February 17, 2011  |  From HRCalifornia Extra

Although the right to control the work is still the most important factor in determining independent contractor or employee status, other factors must also be considered. Some factors include whether or not the employer provides benefits to the workers and terms of a collective bargaining agreement (CBA). Truck owners transporting cargo between ports and the employer's customers brought suit against Bridge Terminal Transport, Inc., for failure to:

  • Pay minimum wage
  • Pay all wages due upon termination
  • Provide itemized wage statements

The court ruled that the truck owners are employees, not independent contractors (Arzate v. Bridge Terminal Transport, Inc., 2011 Cal. App. LEXIS 115).

Bridge Terminal's business was to arrange for transportation of cargo between the ports of Los Angeles, Long Beach and San Diego, and its customers' facilities. Bridge Terminal did not own any trucks, but considered itself a "common carrier" in the business of transporting property.

The truck drivers were members of the Teamsters Union and were subject to a collective bargaining agreement (CBA) between Bridge Terminal and the Teamsters.
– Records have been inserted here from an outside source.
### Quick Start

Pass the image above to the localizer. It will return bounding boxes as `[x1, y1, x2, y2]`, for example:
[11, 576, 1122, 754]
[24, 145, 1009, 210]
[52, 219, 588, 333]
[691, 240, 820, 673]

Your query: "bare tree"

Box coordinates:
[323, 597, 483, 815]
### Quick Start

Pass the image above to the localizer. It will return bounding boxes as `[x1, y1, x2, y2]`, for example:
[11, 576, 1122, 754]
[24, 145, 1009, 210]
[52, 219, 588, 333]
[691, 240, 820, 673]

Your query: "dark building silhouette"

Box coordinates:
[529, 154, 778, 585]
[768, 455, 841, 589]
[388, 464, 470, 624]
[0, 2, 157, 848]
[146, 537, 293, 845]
According to the CBA, the truck drivers who brought this claim were classified as "employee owner/operators" who worked exclusively for Bridge Terminal. The owner/operators signed an agreement with Bridge Terminal to lease their trucks exclusively to Bridge Terminal.

Bridge Terminal required a specific size vehicle and it inspected and approved the trucks the drivers owned. The drivers were responsible for all expenses (fuel, registration, maintenance, repairs, taxes and insurance). They determined actual routes taken when delivering cargo, used their own maps, scheduled their own meal and rest breaks, decided where to park their trucks and paid a parking fee if they parked in the company's yard.

The employer provided placards with the company's name that the drivers affixed to their trucks. The company dispatchers communicated with the drivers as to when and where they should pick up and deliver cargo, and drivers had to maintain communication with company dispatchers if they were delayed in making a pick up or delivery. The company maintained specific rules about calling in if a driver was not reporting for work and an absence control policy that applied to the drivers.

Loads were assigned by seniority, with the better paying jobs going to the driver with the most seniority with the company. The company required that the drivers complete and turn in log books and required the drivers to periodically attend company provided training.

The drivers received two types of compensation from the employer:

  1. Money for the lease of the truck
  2. A payroll check for the services of the driver

The drivers received W-2 wage and tax statements which indicated they were "employees" of the company, and they were eligible for company's health insurance plan. The compensation for the drivers was based on the "haul" and distance of the haul, as well as hourly compensation for any time spent waiting.

Though the company maintained that it did not control the "manner and means" by which the drivers hauled cargo, the court reviewed other factors that must be considered:

  • The CBA with the union referred to the drivers as employees of Bridge Terminal.
  • The company issued W-2 forms to the drivers, withheld taxes and offered health benefits.
  • The company paid hourly rates for waiting time and meetings.
  • The company could terminate the lease with 24 hours' notice - i.e. discharge at will, without cause.

The court noted that though the company argued that the drivers did not perform work as part of the company's regular business, the company's own documentation indicated it was a motor carrier involved in transportation. Therefore, the drivers were engaged in work that is part of the regular business of the company.

The trial court determined (before trial) that the drivers were independent contractors, and dismissed the case. The court of appeal overturned the lower court decision, finding that the drivers were employees and returned the case to the lower court.

Best Practices

  • Assume all workers are employees unless they clearly meet all legal requirements and pass all tests various federal and state agencies use for proper classification of independent contractors. State and federal agencies use their own tests to determine whether an individual qualifies as an independent contractor. Understand them all before classifying an individual as an independent contractor.
  • Require each independent contractor hired to sign a contract, approved by legal counsel, specifying the scope of work and the terms of the agreement.
  • Report independent contractors to the EDD's New Employee Registry within 20 days of the start-of-work date. Use the Report of Independent Contractor(s)(Form DE 542).
  • Be careful in making a decision. Each case is unique, and employers face costly penalties for making a mistake. Consult legal counsel to help determine an individual's status.